A significant limitation of this study is its reliance on aggregated data, which restricts the applicability of the findings to individual cases. Additionally, the exposure levels captured by air pollution and meteorological stations may not accurately reflect personal exposure. Since the study was ecological and population-based, it was not possible to account for individual confounders such as smoking, education, and other relevant variables. One of the strengths of this study is that, at the time it was conducted, no prior research had explored the connection between exposure to dusty days, temperature, wind speed, and the prevalence of MS in Khuzestan province, Iran.

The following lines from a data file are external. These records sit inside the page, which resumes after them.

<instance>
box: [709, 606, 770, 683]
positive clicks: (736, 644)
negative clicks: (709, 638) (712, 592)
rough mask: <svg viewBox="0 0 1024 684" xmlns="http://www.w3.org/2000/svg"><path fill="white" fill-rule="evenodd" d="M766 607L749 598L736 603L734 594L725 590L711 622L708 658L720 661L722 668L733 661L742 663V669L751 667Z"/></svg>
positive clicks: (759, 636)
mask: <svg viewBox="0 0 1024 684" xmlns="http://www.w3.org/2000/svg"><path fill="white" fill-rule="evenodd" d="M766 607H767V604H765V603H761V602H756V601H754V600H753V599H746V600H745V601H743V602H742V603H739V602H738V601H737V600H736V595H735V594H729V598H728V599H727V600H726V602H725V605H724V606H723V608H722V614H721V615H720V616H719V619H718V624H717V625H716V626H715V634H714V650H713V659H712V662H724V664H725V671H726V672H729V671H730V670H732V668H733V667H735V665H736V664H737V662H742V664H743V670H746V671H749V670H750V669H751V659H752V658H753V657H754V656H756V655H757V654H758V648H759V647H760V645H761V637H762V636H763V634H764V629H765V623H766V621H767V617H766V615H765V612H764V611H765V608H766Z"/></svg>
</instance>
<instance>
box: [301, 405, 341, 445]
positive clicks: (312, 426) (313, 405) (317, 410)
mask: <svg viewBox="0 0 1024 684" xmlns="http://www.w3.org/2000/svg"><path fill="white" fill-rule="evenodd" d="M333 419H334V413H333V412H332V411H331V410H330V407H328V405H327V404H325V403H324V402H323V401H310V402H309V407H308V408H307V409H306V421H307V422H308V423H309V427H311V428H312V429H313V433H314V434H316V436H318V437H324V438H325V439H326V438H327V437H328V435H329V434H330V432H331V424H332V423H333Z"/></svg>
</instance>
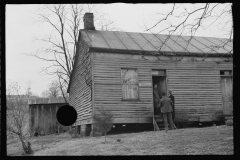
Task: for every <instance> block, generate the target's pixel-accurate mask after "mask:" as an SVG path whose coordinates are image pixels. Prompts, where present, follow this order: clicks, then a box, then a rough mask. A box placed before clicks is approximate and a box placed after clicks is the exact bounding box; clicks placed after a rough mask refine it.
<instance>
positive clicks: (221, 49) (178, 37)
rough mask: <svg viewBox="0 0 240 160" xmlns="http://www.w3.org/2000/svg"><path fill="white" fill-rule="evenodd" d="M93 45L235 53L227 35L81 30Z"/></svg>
mask: <svg viewBox="0 0 240 160" xmlns="http://www.w3.org/2000/svg"><path fill="white" fill-rule="evenodd" d="M81 35H82V36H83V38H84V39H85V41H86V42H87V43H88V44H89V47H90V48H95V49H108V50H128V51H132V52H134V51H144V52H146V51H147V52H172V53H174V52H175V53H177V52H179V53H204V54H216V53H217V54H232V53H233V43H232V42H229V39H226V38H213V37H197V36H193V37H191V36H178V35H163V34H149V33H134V32H119V31H98V30H81Z"/></svg>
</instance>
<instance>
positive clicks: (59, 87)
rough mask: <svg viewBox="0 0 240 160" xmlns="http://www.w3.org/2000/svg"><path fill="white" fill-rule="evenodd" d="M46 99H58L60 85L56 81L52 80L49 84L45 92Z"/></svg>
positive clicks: (57, 82) (59, 94)
mask: <svg viewBox="0 0 240 160" xmlns="http://www.w3.org/2000/svg"><path fill="white" fill-rule="evenodd" d="M47 93H48V97H58V96H59V95H60V94H61V93H60V85H59V83H58V81H57V80H54V81H52V82H51V83H50V85H49V88H48V90H47Z"/></svg>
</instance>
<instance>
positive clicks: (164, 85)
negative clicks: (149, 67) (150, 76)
mask: <svg viewBox="0 0 240 160" xmlns="http://www.w3.org/2000/svg"><path fill="white" fill-rule="evenodd" d="M154 84H157V91H158V95H159V98H160V99H161V98H162V93H163V92H165V94H166V95H167V84H166V71H165V70H152V85H153V86H152V87H153V89H154ZM153 98H154V97H153ZM155 105H156V104H155V103H154V99H153V107H154V108H155V107H156V106H155ZM157 114H158V113H156V110H154V115H157Z"/></svg>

Our study results showed that an increase in dusty days is associated with a higher prevalence of MS, highlighting the need for further investigation into the environmental factors affecting MS. These findings also suggest that public health interventions in Khuzestan province should prioritize monitoring and managing environmental factors, particularly during dusty seasons. Finally, future research should explore the mechanisms by which environmental factors, especially particulate matter, influence MS risk and consider longitudinal studies to assess changes over time.